On a même vu, dans nos temps modernes, des portions de la croûte terrestre soulevées en masse par des causes intérieures: le mont Jorullo, au Mexique, s’éleva subitement en 1759; on le vit sortir du milieu d’une plaine agréable et fertile, qu’il bouleversa entièrement; l’éruption fut si violeute, que d’énormes quartiers de rochers furent lancés, au milieu des flammes et des jets de boue, à une hauteur prodigieuse, et que les maisons d’une ville située à 200 kilomètres de là furent couvertes de cendres. Le Monte-Nuovo, près de Pouzzole, dans le royaume de Naples, se forma tout-à-coup en 1538, et combla en partie le lac Lucrin. Plusieurs petites îles se sont élevées, à diverses époques, dans l’Archipel et dans le groupe des Açores. Sur la côte occidentale de l’île de Banda, dans l’Océanie, se trouvait une baie qui, en 1820, a été remplacée par un haut promontoire; en 1822, on observa que, sur une étendue de 120 kilomètres, la côte du Chili s’était considérablement élevée; en 1831, près de la Sicile, s’élança du sein de la mer l’île Julia, qui depuis s’est abaissée sous l’effort des flots. Enfin, la Scandinavie tout entière s’élève graduellement d’environ un mètre par siècle.

Il faut cependant convenir que toutes les hauteurs n’out pas dû être formées par des soulèvemens; sans doute plusieurs des moins considérables ont été produites par l’action de vastes masses d’eau, qui, dans leurs grands mouvemens, ont refoulé et amoncelé les matières minérales dans certaines positions.

Parmi les montagnes, il en est qui, plus voisines que d’autres du foyer intérieur de la terre, et communiquant plus directement avec ce foyer, vomissent des pierres calcinées, des flammes, de la fumée, des cendres, des sables, quelquefois de l’eau et de la boue: ce sont les volcans. On compte sur le globe plus de 200 de ces terribles montagnes, qui épouvantent de leurs éruptions les pays d’alentour; il en existe un bien plus grand nombre qui sont éteints aujourd’hui, mais qui ont causé jadis d’immenses bouleversemens.
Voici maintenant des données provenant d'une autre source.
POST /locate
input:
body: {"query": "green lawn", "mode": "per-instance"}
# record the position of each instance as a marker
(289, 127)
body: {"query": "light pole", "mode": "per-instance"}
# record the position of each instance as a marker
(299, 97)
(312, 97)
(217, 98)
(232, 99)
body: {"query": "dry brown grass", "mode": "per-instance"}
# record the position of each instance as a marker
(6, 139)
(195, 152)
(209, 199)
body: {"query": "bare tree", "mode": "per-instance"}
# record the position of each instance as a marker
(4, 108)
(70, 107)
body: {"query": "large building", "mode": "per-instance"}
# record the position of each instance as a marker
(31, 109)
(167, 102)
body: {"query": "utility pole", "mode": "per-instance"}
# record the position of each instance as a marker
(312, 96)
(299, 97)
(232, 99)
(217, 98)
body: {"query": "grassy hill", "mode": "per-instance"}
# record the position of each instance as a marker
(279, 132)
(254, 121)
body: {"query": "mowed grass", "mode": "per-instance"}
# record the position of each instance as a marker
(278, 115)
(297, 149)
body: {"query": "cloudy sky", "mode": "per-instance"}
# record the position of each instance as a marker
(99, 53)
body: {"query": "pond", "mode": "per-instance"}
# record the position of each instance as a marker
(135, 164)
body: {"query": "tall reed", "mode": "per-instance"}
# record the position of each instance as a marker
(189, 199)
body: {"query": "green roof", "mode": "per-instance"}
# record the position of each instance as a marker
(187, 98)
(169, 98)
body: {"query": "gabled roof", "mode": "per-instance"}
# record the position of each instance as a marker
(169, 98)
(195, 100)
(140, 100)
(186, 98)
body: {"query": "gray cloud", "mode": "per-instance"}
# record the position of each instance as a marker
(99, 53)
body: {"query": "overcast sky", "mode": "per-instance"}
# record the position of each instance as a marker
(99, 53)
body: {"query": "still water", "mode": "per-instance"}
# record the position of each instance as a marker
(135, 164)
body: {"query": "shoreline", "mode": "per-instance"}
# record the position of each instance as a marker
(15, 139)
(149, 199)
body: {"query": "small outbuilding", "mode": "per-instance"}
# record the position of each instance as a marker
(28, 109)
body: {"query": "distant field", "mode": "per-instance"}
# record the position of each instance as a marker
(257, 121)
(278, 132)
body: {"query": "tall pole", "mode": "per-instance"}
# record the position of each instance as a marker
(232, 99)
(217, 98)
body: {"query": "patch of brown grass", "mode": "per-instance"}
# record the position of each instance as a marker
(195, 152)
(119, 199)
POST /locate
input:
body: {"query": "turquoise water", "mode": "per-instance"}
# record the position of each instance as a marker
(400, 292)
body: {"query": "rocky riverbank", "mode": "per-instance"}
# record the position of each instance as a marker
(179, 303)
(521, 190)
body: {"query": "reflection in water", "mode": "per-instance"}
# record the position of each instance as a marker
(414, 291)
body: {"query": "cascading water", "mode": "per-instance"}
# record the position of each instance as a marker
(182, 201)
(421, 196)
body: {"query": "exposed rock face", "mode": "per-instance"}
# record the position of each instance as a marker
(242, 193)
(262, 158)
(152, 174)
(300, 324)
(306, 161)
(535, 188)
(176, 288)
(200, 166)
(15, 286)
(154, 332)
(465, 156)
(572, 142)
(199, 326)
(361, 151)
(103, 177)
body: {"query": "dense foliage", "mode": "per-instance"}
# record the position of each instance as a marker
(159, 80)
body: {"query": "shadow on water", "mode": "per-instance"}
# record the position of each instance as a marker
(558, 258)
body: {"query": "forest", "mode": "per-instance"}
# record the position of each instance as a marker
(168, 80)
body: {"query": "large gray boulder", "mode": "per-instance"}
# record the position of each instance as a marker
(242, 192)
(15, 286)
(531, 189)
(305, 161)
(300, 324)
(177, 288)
Les plus remarquables volcans d’Europe sont le Vésuve en Italie, l’Etna en Sicile, le Stromboli dans les îles Lipari, et l’Hekla en Islande. Le Cotopaxi, en Amérique, dans la Cordillère des Andes, est le plus redoutable et le plus haut de tous les volcans: parmi ses éruptions, une des plus fameuses est celle de 1742, dans laquelle la colonne de flammes et de matières embrasées s’éleva à 1,000 mètres au-dessus du cratère; en 1744, le mugissement du volcan fut entendu jusqu’à 680 kilomètres de distance; le 4 avril 1768, l’immense quantité de cendres qu’il vomit plongea dans l’obscurité, durant la plus grande partie du jour, les vallées du voisinage. Les éruptions du volcan s’aunoncent d’une manière effrayante par la fonte subite des neiges qui le couvrent, et qui se précipitent alors en torrens impétueux dans les campagnes d’alentour.

Les minéraux fondus que les volcans rejettent descendent et coulent le long des flancs de la montagne, et forment ce qu’on appelle les Laves: lorsque ces coulées sont encore chaudes, elles brillent pendant les ténèbres et ressemblent à des fleuves de feu. Des blocs considérables sortent souvent des cratères et s’élèvent à des hauteurs prodigieuses; on les prendrait pour des globes lumineux: on a vu de ces blocs lancés à plus de 400 kilomètres du volcan.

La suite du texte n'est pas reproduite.